Ce rapprochement par le sport, avec tout ce que cela implique dans le cas du vélo m'a profondément touché et c'est ce que je souhaitais raconter pour le recueil "A nos pères".
Il se trouve que juste avant de commencer mon récit, et alors que je comptais refaire une sortie avec lui, quelque quinze ans après la dernière en date (déjà ?), mon père est décédé brutalement, lors d'une sortie vélo avec un ami ironiquement.
Encore une perte difficile, onze ans après la mort brutale de mon frère ainé, intervenue dans un accident de la route.
La "chute" de l'histoire s'étant écrite d'elle-même, il ne me restait plus alors qu'à mettre en page ce drôle d'hommage.
« et nous roulions ainsi tous deux, au soleil sur les routes sinueuses de la côte roannaise.
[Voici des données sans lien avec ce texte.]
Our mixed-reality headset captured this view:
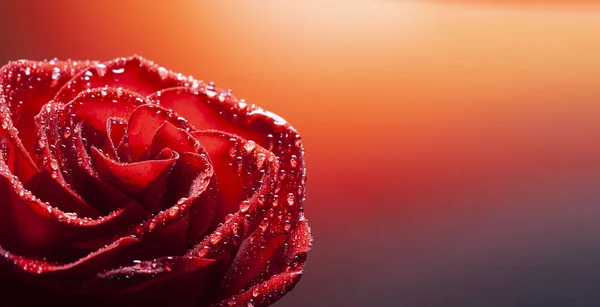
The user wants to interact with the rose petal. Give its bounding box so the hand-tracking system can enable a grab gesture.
[0,61,90,181]
[211,269,302,307]
[103,117,127,162]
[67,123,145,213]
[0,237,141,278]
[0,161,144,260]
[191,131,274,214]
[64,88,146,132]
[149,85,266,144]
[25,169,102,218]
[147,122,201,159]
[131,153,217,254]
[165,153,220,252]
[127,105,189,161]
[92,147,179,212]
[212,217,312,306]
[87,256,227,306]
[55,55,187,106]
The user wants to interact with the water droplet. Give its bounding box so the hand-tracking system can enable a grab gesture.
[206,81,217,98]
[244,140,256,153]
[290,155,298,168]
[240,200,250,213]
[210,231,222,245]
[96,64,106,77]
[256,153,267,170]
[65,212,77,220]
[52,67,60,80]
[158,67,169,80]
[169,206,179,217]
[50,159,58,171]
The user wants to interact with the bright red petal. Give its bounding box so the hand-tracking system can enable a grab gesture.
[0,61,91,181]
[88,256,227,306]
[127,105,190,161]
[0,158,145,261]
[92,147,179,212]
[55,56,188,103]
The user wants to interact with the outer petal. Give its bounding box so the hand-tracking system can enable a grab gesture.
[88,256,227,306]
[0,60,90,181]
[55,55,189,106]
[92,147,179,212]
[0,161,145,261]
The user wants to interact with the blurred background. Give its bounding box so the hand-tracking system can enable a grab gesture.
[0,0,600,307]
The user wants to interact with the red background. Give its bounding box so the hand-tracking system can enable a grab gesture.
[0,0,600,306]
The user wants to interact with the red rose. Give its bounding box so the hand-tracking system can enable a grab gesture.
[0,56,311,306]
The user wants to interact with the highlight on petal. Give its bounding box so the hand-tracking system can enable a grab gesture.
[0,161,145,261]
[63,88,146,132]
[0,60,92,181]
[216,217,312,306]
[92,147,179,212]
[86,256,227,306]
[127,105,191,161]
[147,122,201,159]
[55,55,189,106]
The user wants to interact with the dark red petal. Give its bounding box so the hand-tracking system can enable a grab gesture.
[147,122,201,158]
[55,55,189,106]
[88,256,227,306]
[65,88,147,132]
[131,153,218,254]
[102,117,127,161]
[66,123,145,213]
[0,61,91,181]
[92,147,179,212]
[213,217,312,306]
[211,269,302,307]
[165,153,221,248]
[191,131,276,218]
[149,84,274,149]
[0,237,140,282]
[187,132,282,258]
[150,84,306,237]
[127,105,189,161]
[25,169,102,218]
[0,161,144,261]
Moi devant, dans les montées, lui devant sur les plats et dans les descentes qui me faisaient peur.
On a ainsi fait une poignée de sorties de 50 km chacune environ, et une unique, en Savoie, dont je me souviens encore. Quel plaisir c'était. Mais jamais il n'a été question de club, ou de compétition.
...c'était il y a environ quinze ans. Depuis ma vie a quelque peu évolué. Il y a eu des tragédies, des moments de pur bonheur, et puis une tempête énorme.